Sebab dan akibat dari perubahan ekologi, telah menyebabkan masalah penting bagi kehidupan umat manusia, semisal iklim global yang berubah dan kerusakan pada lingkungan telahn membuat masyarakat nelayan dan petani menerima akibat yang kalut. Kepastian menjalankan usaha yang stabil tidak terjadi. Membuat sebagian masyarakat beralih tempat atau beralih profesi sebagai jalan keluar dari perubahan ekologi, untuk bertahan hidup. Meskipun banyak yang sadar bahwa perubahan ekologi tersebut adalah pula disebabkan oleh manusia sendiri.

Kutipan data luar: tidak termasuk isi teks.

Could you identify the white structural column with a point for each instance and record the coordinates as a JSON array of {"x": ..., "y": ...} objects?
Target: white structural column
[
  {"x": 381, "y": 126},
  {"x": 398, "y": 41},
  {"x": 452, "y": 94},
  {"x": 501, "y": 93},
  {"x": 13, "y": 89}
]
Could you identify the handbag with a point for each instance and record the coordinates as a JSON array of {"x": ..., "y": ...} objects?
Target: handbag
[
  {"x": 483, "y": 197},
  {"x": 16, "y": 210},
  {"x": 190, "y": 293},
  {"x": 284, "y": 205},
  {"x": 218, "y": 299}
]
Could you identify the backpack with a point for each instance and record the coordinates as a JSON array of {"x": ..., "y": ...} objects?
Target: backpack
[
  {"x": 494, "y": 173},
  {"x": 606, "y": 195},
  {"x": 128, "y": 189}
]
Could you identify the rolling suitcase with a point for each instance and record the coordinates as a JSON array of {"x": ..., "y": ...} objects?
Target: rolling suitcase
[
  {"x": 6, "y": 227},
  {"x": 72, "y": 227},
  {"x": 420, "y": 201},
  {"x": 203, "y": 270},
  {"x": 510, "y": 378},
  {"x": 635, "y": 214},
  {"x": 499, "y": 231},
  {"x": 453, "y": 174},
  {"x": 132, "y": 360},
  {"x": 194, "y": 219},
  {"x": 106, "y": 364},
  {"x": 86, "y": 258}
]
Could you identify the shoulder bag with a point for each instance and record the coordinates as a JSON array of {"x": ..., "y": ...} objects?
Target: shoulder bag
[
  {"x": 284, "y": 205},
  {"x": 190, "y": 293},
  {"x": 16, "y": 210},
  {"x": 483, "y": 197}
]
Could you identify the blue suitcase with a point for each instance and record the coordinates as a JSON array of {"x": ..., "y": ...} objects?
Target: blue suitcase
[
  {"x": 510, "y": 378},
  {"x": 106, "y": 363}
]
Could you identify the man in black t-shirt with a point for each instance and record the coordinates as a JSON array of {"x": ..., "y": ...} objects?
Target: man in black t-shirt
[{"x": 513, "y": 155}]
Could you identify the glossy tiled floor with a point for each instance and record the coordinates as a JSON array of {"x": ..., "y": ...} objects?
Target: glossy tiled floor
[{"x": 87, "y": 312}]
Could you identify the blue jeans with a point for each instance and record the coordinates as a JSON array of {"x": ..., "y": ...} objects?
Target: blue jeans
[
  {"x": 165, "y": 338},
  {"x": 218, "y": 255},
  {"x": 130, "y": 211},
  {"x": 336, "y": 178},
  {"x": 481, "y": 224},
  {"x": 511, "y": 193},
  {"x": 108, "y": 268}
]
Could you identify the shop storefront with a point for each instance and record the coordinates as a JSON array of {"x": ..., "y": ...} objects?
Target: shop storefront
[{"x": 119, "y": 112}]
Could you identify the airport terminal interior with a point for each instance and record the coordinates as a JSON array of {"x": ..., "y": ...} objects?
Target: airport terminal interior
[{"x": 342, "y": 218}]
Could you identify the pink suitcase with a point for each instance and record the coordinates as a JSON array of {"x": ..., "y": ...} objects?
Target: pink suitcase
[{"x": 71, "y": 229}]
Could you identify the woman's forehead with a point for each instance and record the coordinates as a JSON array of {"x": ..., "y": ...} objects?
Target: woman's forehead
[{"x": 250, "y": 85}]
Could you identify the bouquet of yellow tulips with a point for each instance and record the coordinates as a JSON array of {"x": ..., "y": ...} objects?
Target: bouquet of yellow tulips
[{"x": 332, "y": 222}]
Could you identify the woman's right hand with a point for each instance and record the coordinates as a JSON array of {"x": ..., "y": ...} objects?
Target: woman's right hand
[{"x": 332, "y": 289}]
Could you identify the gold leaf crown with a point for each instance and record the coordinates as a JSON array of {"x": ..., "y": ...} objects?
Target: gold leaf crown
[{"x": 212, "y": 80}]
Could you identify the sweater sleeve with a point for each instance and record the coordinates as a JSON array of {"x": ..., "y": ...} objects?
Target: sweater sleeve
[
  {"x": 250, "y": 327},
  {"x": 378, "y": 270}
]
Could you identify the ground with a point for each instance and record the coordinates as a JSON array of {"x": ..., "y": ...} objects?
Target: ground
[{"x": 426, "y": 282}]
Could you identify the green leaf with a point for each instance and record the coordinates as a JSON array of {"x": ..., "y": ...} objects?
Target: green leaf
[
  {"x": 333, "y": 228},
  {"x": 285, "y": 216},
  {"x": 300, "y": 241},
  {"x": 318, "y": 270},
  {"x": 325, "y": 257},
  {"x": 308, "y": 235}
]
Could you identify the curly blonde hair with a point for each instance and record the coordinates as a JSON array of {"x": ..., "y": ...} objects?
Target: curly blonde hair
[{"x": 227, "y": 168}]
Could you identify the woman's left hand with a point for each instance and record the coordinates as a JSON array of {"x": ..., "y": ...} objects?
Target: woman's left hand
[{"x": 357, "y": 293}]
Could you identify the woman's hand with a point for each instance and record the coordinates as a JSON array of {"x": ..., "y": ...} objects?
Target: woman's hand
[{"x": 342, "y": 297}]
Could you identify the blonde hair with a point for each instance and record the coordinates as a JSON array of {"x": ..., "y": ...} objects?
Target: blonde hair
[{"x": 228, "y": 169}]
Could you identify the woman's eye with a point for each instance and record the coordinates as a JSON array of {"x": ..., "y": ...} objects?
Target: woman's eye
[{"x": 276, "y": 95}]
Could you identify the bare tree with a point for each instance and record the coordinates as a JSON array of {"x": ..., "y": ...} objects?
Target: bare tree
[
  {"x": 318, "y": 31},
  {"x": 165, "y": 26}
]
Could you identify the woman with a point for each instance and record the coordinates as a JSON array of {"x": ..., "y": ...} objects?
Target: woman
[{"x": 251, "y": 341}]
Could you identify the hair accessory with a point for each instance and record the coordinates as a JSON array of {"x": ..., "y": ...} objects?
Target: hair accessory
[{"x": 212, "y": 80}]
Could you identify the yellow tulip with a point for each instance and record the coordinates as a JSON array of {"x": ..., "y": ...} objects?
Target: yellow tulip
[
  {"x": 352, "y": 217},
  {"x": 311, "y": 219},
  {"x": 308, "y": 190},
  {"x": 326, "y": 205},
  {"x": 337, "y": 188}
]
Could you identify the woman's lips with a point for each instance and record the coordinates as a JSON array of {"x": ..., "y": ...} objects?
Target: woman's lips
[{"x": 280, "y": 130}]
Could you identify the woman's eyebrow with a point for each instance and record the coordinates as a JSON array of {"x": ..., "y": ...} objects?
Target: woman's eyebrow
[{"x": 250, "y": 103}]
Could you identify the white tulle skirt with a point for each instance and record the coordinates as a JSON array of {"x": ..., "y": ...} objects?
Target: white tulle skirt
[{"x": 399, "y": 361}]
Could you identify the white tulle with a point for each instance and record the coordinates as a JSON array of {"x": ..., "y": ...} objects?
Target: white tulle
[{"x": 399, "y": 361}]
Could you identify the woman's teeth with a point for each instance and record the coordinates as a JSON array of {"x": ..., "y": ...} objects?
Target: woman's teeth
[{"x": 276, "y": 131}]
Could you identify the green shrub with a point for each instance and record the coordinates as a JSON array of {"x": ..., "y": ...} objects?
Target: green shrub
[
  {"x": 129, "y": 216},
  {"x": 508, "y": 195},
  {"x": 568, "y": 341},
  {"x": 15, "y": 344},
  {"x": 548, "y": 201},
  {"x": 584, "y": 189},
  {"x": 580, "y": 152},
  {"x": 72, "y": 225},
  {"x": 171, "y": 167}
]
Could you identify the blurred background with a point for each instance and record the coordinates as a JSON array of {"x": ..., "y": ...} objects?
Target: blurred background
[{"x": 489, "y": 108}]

Pulau Matutuang dahulu sebagai lokasi medaseng warga nelayan dari pulau-pulau sekitarnya seperti Marore, Kawio, Kawaluso, dari Kepulauan Nusa Tabukan, Sangir Besar, bahkan dari Nelayan Pilipina. Areal penangkapan ikan yang cukup baik dengan kelimpahan ikan di antara nyare dan napo dalam jumlah banyak. Tingginya sumber daya laut perairan Matutuang menarik nelayan-nelayan tersebut untuk tinggal menetap, terutama nelayan dari Pilipina yang adalah warga Sangihe yang telah lama berdomisili di pulau Balut Pilipina, kebanyakan yang badaseng memilih tinggal menetap di pulau Matutuang pada tahun 90-an. Nanti di tahun 2000-an menjadi desa sendiri, berpisah dari desa induk Marore.

Kini warga nelayan tersebut, berada di kawasan pulau kecil, di perbatasan Indonesia-Pilipina, meski dilingkari sumber daya laut yang tinggi, mereka harus menghadapi tantangan akibat pulaunya yang berada di lautan lepas, sebagai pulau kecil, berada di kawasan dengan cuaca dan iklim pasifik yang sering mengalami cuaca buruk, badai tropis. Kemudian kondisi infrastruktur baik transportasi, fasilitas public yang kurang memadai sebagaimana pulau perbatasan lainnya di Indonesia.

Kondisi menantang di atas, membuat warga pulau Matutuang harus menyesuaikan dengan lingkungan tersebut. Beberapa hal yang dilakukan sebagai pola atau strategi adaptasi masyarakat nelayan pulau Matutuang. Pertama mereka senantiasa memahami betul kondisi keruangan dan lingkungan lautnya, mengembangkan teknologi tradisional sesuai alam setempat, kembali kepada pemanfaatan sumber makanan tradisional, mempertahankan modal sosial gotong royong, sebagian pergi ke Sangihe Besar dan Kota Bitung untuk tetap menangkap ikan, peran pola usaha bos-langganan sebagai sumber permodalan dan tempat meminjam di saat tidak melaut akibat cuaca buruk.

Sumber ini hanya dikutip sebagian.